Training and evaluation a policy
Training a policy using multi-agent reinforcement learning is as simple as editing a config file.
The main training loop using the config file you just edited
Each attribute in the yaml configuration matches an argument passed into the run
function in {PROJECT_ROOT}/src/config_run.py
. Social Gym 2.0 uses a familiar Gym-like training loop with some important deviations, an example of training a new policy using a config file is shown below.
# 1.) Create the Scenario
scenario = GraphNavscenario('envs/scenario/hallway')
# 2.) Creating the Observer through modular Observations that are customizable
observations = [
AgentsPose(ignore_theta=True),
OtherAgentObservables(ignore_theta=True),
CollisionObservation(),
SuccessObservation()
]
observer = Observer(observations)
# 3.) Creating the Rewarder with a sparse goal reward and a penalty term that scales over the course of training.
rewards = [
Success(weight=100),
LinearWeightScheduler(Collisions(), duration=10_000)
]
rewarder = Rewarder(rewards)
# 4.) Create the base class
env = RosSocialEnv(observer, rewarder, scenario, num_agents=7)
# 5.) Custom wrappers
env = EntropyEpisodeEnder(env)
env = NewScenarioWrapper(env, new_scenario_episode_frequency=1, plans=num_agents if isinstance(num_agents, list) else [0, num_agents])
# 6.) Wrappers that convert PettingZoo into a Stable Baselines v3 environment
env = ss.black_death_v3(env)
env = ss.pad_observations_v0(env)
env = ss.pad_action_space_v0(env)
env = ss.pettingzoo_env_to_vec_env_v1(env)
env.black_death = True
env = ss.concat_vec_envs_v1(env, 1, num_cpus=1, base_class='stable_baselines3')
# 7.) Stable Baselines v3 normalization and monitoring wrappers.

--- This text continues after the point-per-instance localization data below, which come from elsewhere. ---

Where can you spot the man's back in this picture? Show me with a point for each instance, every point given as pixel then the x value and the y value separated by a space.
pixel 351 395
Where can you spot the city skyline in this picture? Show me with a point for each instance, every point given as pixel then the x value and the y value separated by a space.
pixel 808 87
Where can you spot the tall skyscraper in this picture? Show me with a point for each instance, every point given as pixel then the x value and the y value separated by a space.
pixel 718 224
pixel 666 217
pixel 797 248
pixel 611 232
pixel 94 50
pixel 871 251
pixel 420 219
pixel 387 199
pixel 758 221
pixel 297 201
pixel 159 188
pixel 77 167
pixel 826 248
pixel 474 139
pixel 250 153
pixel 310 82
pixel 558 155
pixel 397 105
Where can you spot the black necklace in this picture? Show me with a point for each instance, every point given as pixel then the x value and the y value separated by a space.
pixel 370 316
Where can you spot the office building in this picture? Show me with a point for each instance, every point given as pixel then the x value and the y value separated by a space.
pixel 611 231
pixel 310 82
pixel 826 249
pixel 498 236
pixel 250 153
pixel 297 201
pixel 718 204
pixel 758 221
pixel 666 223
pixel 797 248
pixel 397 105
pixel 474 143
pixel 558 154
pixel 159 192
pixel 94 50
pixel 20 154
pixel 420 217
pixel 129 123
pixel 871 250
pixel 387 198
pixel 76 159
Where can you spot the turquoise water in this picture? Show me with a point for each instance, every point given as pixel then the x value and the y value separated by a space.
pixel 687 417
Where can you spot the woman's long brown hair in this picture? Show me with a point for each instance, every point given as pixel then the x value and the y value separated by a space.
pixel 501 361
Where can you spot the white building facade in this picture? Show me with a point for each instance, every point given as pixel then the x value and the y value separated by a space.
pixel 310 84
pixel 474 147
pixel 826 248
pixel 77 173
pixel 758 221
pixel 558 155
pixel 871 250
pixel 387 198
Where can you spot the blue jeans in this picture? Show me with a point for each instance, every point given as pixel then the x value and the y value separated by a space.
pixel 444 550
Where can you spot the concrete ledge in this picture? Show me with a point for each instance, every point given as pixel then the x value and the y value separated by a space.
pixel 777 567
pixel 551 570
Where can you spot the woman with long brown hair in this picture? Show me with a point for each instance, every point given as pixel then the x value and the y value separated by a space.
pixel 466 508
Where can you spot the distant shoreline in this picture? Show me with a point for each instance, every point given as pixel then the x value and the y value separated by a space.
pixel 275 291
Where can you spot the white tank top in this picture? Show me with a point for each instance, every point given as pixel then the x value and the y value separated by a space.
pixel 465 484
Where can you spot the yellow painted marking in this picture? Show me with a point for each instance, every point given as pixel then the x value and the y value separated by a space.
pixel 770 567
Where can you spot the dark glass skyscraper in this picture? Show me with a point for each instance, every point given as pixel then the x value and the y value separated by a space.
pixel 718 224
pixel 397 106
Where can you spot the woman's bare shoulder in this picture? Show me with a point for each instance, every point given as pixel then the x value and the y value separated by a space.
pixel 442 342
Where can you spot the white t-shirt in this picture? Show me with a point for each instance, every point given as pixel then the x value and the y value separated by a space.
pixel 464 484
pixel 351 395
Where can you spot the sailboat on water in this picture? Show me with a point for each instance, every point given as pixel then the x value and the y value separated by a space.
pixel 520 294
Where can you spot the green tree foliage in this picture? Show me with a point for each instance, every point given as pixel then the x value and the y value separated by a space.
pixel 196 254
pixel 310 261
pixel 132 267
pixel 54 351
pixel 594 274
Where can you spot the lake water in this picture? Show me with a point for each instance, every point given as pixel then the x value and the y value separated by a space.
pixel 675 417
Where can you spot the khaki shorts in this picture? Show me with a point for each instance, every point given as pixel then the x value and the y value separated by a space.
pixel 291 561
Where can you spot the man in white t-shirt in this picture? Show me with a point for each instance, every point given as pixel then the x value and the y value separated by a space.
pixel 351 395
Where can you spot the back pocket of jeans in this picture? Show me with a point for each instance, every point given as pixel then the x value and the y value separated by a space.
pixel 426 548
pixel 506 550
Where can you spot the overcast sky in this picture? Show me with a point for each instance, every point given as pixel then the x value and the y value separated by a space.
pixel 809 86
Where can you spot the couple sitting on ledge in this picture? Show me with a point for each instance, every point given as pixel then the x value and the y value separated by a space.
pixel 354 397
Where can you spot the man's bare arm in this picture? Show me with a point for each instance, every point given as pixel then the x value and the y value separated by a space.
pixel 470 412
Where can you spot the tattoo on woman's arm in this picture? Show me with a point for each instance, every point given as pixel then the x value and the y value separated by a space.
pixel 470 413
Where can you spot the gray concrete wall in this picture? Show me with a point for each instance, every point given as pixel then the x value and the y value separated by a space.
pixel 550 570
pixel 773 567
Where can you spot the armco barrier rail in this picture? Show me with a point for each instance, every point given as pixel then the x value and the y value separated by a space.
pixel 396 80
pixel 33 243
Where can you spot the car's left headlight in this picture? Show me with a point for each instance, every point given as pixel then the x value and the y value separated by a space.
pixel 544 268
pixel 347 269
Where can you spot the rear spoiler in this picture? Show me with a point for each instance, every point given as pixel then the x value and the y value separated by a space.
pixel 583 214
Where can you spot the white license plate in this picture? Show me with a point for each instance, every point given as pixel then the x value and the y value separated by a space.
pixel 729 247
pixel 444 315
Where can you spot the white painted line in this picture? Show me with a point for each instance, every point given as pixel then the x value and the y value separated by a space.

env = VecNormalize(env, norm_reward=True, norm_obs=True, clip_obs=10.)
env = VecMonitor(env)
# 8.) Standard Gym Interfacing for Training and Stepping
model = PPO("MlpPolicy", env)
model.learn(total_timesteps=10_000)
# 9.) Stepping through the environment with a trained policy.
obs = env.reset()
while env.agents:
action, _states = model.predict(obs)
obs, rewards, terminations, infos = env.step(actions)